EDRs are a way to proactively get ahead of both documentation and system design to ensure that we are building well-thought-out systems that everyone understands. The more people understand the inner workings of each system as well as the overall interactions between components and systems, the more we can benefit from streamlined discussions, pair programming, and helping each out.

It means that we can leverage our partners to help the team through evangelism, structure, and inter-org communication. Clarifying requirements by forcing a conversation to fully understand them before estimating, surfacing existing work from other groups that can be leveraged, and producing digestible documentation of our chaotic, but efficient, thought processes is critical.

And, perhaps, most importantly, we can leverage our collective brainpower to identify deficiencies that may have been missed/overlooked by an individual to discover improvements and share alternative approaches to the design to result in better system design.

There are many ways to perform an EDR, but based on research from the learnings of tech giants, herein is a generic process that can easily be customized for your specific use cases. The EDR process must be focused on optimizing an engineer’s time so that the most critical design points are discussed as efficiently as possible.

When is an EDR necessary?

Doing EDRs unnecessarily generates busy work and doesn’t help anyone. A balance needs to be struck on how big or small, how significant or insignificant of a change is being discussed, and when an EDR is necessary.

As a rough guide, an EDR should be considered when…

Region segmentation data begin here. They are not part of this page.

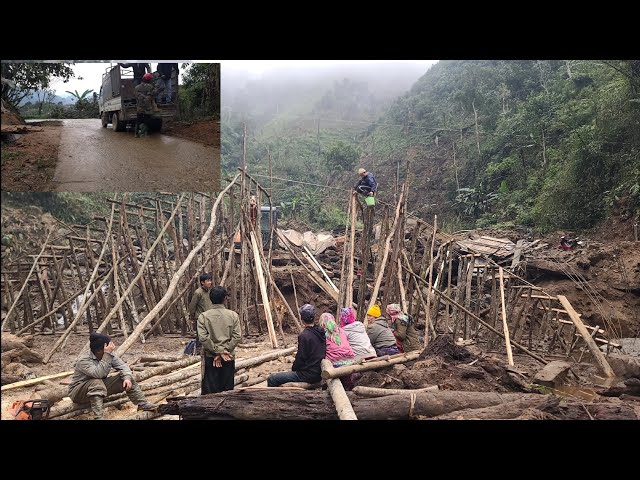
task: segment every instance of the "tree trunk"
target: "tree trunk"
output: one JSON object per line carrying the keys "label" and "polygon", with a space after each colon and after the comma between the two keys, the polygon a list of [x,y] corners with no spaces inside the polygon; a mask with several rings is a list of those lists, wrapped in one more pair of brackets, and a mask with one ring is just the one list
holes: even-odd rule
{"label": "tree trunk", "polygon": [[524,398],[515,402],[501,403],[484,408],[471,408],[433,417],[432,420],[505,420],[520,417],[528,408],[541,412],[555,408],[560,397],[538,395],[537,398]]}
{"label": "tree trunk", "polygon": [[[439,391],[360,398],[347,393],[360,420],[408,420],[435,417],[456,410],[482,408],[534,399],[533,393]],[[322,390],[246,388],[185,398],[161,405],[159,412],[180,415],[185,420],[235,418],[240,420],[337,420],[333,401]]]}

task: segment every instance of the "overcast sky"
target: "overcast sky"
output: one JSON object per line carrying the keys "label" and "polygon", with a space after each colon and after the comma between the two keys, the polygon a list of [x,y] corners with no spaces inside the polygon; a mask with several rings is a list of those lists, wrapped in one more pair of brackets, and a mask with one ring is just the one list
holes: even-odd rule
{"label": "overcast sky", "polygon": [[[84,63],[79,62],[73,65],[73,71],[76,73],[76,77],[64,83],[61,80],[55,80],[52,84],[52,88],[56,90],[57,95],[65,95],[65,91],[78,90],[79,93],[84,92],[87,89],[92,89],[95,92],[100,92],[100,85],[102,84],[102,74],[110,65],[115,65],[117,62],[128,63],[137,62],[138,60],[117,60],[113,63]],[[184,63],[186,60],[165,60],[167,62],[177,62],[179,64]],[[424,65],[425,71],[430,65],[433,65],[437,60],[196,60],[196,62],[202,63],[220,63],[221,75],[224,76],[225,71],[233,73],[245,72],[252,77],[260,77],[265,73],[272,73],[279,69],[291,69],[300,68],[306,71],[313,70],[315,68],[326,68],[332,65],[345,65],[345,64],[388,64],[389,68],[393,67],[394,63],[416,63]],[[156,69],[158,62],[151,62],[152,70]],[[180,76],[182,82],[183,69],[180,68]],[[77,77],[82,77],[83,80],[78,80]]]}

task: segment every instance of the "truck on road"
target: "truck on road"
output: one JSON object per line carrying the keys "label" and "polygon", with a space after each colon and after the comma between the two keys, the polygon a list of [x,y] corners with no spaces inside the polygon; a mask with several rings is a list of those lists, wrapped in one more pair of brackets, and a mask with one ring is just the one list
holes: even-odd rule
{"label": "truck on road", "polygon": [[[177,79],[175,82],[177,84]],[[98,98],[103,128],[111,123],[116,132],[122,132],[126,129],[127,124],[135,123],[137,112],[134,87],[132,69],[123,68],[119,64],[111,65],[105,69],[102,74],[102,86]],[[160,131],[163,121],[176,118],[178,113],[177,85],[174,86],[173,91],[176,100],[158,105],[158,111],[155,111],[148,120],[147,123],[151,131]]]}

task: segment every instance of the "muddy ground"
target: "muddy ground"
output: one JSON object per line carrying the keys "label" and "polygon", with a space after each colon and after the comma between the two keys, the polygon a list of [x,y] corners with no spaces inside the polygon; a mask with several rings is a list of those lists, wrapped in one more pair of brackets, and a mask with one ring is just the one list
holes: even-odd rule
{"label": "muddy ground", "polygon": [[[50,215],[43,215],[38,208],[15,210],[3,206],[2,228],[6,233],[19,239],[13,247],[2,245],[2,263],[6,265],[17,255],[37,253],[46,235],[48,226],[53,222]],[[575,250],[564,251],[558,249],[559,237],[564,232],[556,232],[540,239],[538,250],[525,255],[526,268],[522,275],[535,285],[541,286],[547,293],[566,295],[576,310],[582,314],[586,324],[600,325],[615,336],[620,333],[623,337],[640,337],[640,242],[628,239],[629,224],[618,219],[610,220],[606,228],[608,231],[596,231],[582,235],[584,244]],[[607,233],[612,237],[608,239]],[[614,233],[615,232],[615,233]],[[513,237],[518,239],[517,232],[478,232],[496,237]],[[286,263],[286,262],[285,262]],[[291,265],[295,262],[291,262]],[[328,300],[319,287],[309,281],[304,271],[292,268],[291,265],[273,267],[276,282],[283,291],[290,305],[295,306],[291,272],[294,272],[298,305],[314,303],[318,315],[324,311],[335,313],[335,303]],[[567,278],[570,273],[574,281]],[[276,308],[284,313],[283,306]],[[242,347],[237,351],[237,358],[257,356],[271,351],[266,337],[264,314],[258,311],[259,323],[253,307],[249,309],[250,331],[245,335],[243,344],[254,344],[255,348]],[[262,325],[262,334],[258,328]],[[287,346],[296,345],[297,332],[292,325],[284,326]],[[276,329],[278,332],[278,329]],[[245,332],[246,333],[246,332]],[[41,355],[46,354],[60,332],[52,335],[49,330],[38,331],[34,336],[33,350]],[[44,376],[71,370],[75,358],[87,340],[87,327],[82,327],[78,333],[69,337],[61,352],[56,353],[47,365],[29,364],[30,376]],[[136,344],[124,355],[124,359],[135,365],[143,353],[180,355],[186,342],[191,336],[178,334],[153,336],[145,344]],[[444,338],[444,337],[441,337]],[[280,346],[282,340],[278,334]],[[122,337],[115,337],[116,344],[122,342]],[[435,345],[434,345],[435,344]],[[540,363],[527,355],[514,352],[515,370],[507,372],[504,348],[496,351],[485,351],[476,344],[467,345],[464,349],[453,347],[445,343],[438,348],[433,342],[431,349],[417,360],[407,365],[396,365],[376,372],[368,372],[356,381],[356,385],[386,387],[386,388],[419,388],[428,385],[438,385],[440,389],[456,391],[484,391],[484,392],[516,392],[534,391],[531,383],[533,376],[542,367]],[[294,356],[289,355],[278,360],[249,369],[250,376],[266,375],[275,371],[290,370]],[[549,356],[547,360],[558,360],[564,357]],[[567,377],[566,385],[559,389],[558,394],[582,401],[602,400],[595,394],[596,390],[609,386],[598,371],[590,363],[589,355],[575,364],[574,370],[580,376],[576,379],[572,375]],[[60,384],[61,380],[54,380],[53,384]],[[617,382],[616,379],[613,382]],[[50,386],[50,385],[49,385]],[[42,387],[38,387],[42,388]],[[180,394],[182,392],[176,392]],[[545,391],[548,393],[548,390]],[[7,418],[7,407],[13,400],[35,398],[37,388],[30,387],[16,391],[3,392],[2,418]],[[154,400],[154,398],[151,398]],[[164,401],[164,400],[162,400]],[[640,402],[635,402],[640,404]],[[625,408],[631,408],[625,406]],[[632,408],[638,408],[633,406]],[[110,408],[107,418],[124,419],[134,415],[135,407],[130,403],[121,409]],[[640,412],[639,412],[640,414]],[[583,413],[588,419],[588,413]],[[78,417],[86,418],[86,415]],[[582,418],[582,417],[578,417]]]}
{"label": "muddy ground", "polygon": [[[3,117],[4,118],[4,117]],[[56,166],[59,161],[63,122],[60,120],[50,120],[42,122],[30,122],[29,125],[37,125],[37,129],[33,129],[26,134],[17,134],[11,136],[3,135],[2,139],[2,190],[5,191],[71,191],[76,190],[74,183],[67,183],[62,189],[59,184],[60,179],[55,179]],[[100,133],[100,132],[98,132]],[[109,132],[112,133],[112,132]],[[219,157],[220,152],[220,122],[215,120],[204,120],[200,122],[175,122],[163,128],[164,135],[191,140],[201,145],[214,148],[214,155]],[[123,133],[123,135],[126,135]],[[124,138],[124,137],[123,137]],[[141,141],[152,140],[153,135],[149,138],[141,139]],[[88,139],[92,141],[91,138]],[[72,142],[73,143],[73,142]],[[147,142],[149,143],[149,142]],[[83,144],[83,142],[79,142]],[[85,144],[86,147],[86,144]],[[186,153],[186,152],[185,152]],[[102,165],[98,163],[97,165]],[[126,164],[128,165],[128,164]],[[70,168],[77,170],[76,167]],[[60,175],[60,172],[58,172]],[[130,176],[130,175],[129,175]],[[144,186],[145,177],[137,180],[136,188],[133,185],[127,188],[127,185],[112,185],[106,188],[104,182],[108,182],[108,178],[99,175],[101,178],[100,188],[89,188],[88,190],[113,190],[113,191],[151,191],[170,190],[169,187],[175,184],[175,178],[172,184],[161,185],[163,188],[142,188]],[[108,177],[108,175],[107,175]],[[142,183],[141,183],[142,182]],[[116,182],[117,183],[117,182]],[[194,188],[183,189],[185,191],[197,190],[198,185],[194,184]]]}

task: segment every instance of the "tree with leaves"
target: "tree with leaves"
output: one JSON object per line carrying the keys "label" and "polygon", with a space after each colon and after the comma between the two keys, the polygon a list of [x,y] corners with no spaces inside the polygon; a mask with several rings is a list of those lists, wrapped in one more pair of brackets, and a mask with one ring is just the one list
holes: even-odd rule
{"label": "tree with leaves", "polygon": [[13,84],[2,82],[2,100],[17,108],[35,90],[49,88],[52,79],[68,82],[75,76],[70,65],[73,63],[2,63],[2,78]]}

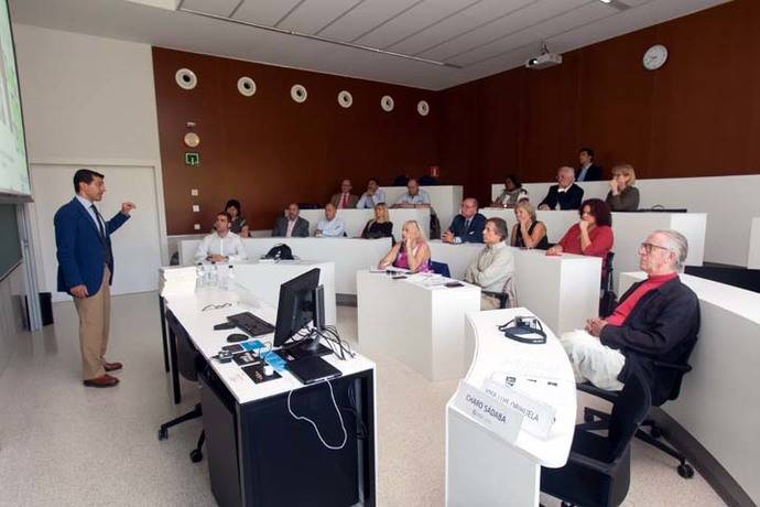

  • A new project, service, or component is being created
  • An external data contract change is proposed for an established service interface
  • A significant change to an existing design or deployment
  • A substantial shift in the requirements or acceptance criteria

Process overview

  1. Write an engineering design document — not necessarily in a silo, can even collaborate with the entire team on it, but the purpose is to have it written down. The design document should include background, design goals and details, some visual diagrams, and any tradeoffs that may have been made.
  2. The design document is distributed to the team at least a couple of days in advance to allow sufficient time for review and mulling.
  3. Any questions that come up during individual review should be added to the questions document to be addressed during the review.
  4. The review meeting is to cover the questions and review the design, and this consists of two passes: the first, a quick big picture review, the second, a slower, more thorough review of the details.
  5. Identify the next steps (Are we ready to build? Do we need another revision? Do we have insufficient information?)

Participants

The objective is to keep the room around 8 active participants, beyond that there are too many voices in the room. Anyone interested should be welcome to attend; however, only those who have read the supporting documents before the meeting should be active participants.

That makes reading the supporting material ahead of time rather important, mostly to ensure that all the participants enter the room with the same base understanding, and we can skip straight to a discussion.

Those that have other pressing priorities but who want to be in attendance, but will be working on other things, should save everyone from their oxygen consumption and not attend.

Publishing EDRs

Equally as important as having the conversation, the EDR itself should be published somewhere for the team to refer back to. This also helps new team members onboard quickly by being able to read up on the history of the team’s decisions (including the WHY something was done a certain way).

If you want to take a more detailed look at how an EDR should work (along with a template), check out my “ The Inner Workings of Engineering Design Reviews” blog post.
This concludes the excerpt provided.